Obturator dislocation has been described as case reports in native hips; in prosthetic hips it is an extremely rare complication. Glassner et al.3 published the case of a 29-year-old male, which suffered an obturator dislocation of THA following a high-energy motor-vehicle accident; in this case, closed reduction attempts failed, so they performed an open reduction by posterior approach. By contrast, Day et al.4 released a similar case, treated successfully by closed reduction.

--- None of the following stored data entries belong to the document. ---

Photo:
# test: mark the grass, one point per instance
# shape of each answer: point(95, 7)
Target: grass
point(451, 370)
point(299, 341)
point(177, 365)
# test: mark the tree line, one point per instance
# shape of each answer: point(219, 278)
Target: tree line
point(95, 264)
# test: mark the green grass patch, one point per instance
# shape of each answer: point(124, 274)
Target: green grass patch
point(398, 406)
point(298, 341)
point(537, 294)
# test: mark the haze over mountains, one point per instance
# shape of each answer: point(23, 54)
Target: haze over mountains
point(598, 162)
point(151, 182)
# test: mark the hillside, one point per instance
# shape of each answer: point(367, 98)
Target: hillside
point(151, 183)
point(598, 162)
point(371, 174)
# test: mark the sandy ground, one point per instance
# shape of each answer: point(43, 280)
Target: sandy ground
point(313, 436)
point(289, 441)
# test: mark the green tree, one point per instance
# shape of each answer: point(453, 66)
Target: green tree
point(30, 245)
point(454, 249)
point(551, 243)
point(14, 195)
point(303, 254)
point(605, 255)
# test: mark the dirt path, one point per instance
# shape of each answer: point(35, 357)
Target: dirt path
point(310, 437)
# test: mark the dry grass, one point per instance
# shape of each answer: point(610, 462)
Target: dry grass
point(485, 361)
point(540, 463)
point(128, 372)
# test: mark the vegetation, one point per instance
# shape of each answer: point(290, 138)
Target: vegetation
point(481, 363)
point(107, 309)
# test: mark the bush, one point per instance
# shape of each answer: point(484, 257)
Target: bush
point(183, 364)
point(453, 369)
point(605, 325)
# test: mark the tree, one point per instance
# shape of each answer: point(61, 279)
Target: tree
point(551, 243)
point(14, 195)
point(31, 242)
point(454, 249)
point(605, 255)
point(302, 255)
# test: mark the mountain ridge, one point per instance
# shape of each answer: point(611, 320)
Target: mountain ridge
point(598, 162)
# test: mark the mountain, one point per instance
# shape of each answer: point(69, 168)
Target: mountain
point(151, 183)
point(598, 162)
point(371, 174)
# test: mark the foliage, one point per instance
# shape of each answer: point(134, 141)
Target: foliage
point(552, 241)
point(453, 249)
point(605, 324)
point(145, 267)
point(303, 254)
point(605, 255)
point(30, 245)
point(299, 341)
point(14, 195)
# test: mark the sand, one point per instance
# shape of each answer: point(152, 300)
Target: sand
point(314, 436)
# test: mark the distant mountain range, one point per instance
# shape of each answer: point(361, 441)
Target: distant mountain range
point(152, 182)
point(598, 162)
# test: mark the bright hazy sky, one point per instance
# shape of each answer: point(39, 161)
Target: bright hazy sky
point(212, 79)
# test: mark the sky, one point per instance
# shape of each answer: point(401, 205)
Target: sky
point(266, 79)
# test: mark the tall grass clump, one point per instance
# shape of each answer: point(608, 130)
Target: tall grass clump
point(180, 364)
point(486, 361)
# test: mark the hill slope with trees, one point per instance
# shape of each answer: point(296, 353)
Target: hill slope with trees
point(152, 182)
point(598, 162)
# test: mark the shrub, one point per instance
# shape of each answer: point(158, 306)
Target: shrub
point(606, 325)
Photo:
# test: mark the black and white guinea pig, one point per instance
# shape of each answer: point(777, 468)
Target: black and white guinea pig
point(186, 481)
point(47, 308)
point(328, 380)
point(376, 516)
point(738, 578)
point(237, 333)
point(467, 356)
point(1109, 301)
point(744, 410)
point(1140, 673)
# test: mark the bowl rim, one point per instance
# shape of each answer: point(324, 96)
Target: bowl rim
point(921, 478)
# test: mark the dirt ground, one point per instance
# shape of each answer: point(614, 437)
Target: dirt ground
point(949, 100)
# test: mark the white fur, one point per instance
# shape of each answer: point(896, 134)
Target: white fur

Niciejewski et al,5 described a 55-year-old woman who presented an obturator dislocation 16 day following a THA and they treated her directly by open reduction. None of them described a component disassembly of the prosthesis, besides us.
Conclusion
Therefore, in case of an anterior dislocation of THA, we must consider the possibility of an obturator dislocation which makes difficult a safe closed reduction, so reduction maneuvers should be done with caution in order to minimizing the risk of complications, such as peri-prosthetic fractures or prosthetic disassembly. If close reduction of the arthroplasty isn’t possible, it is mandatory to carry out an open reduction.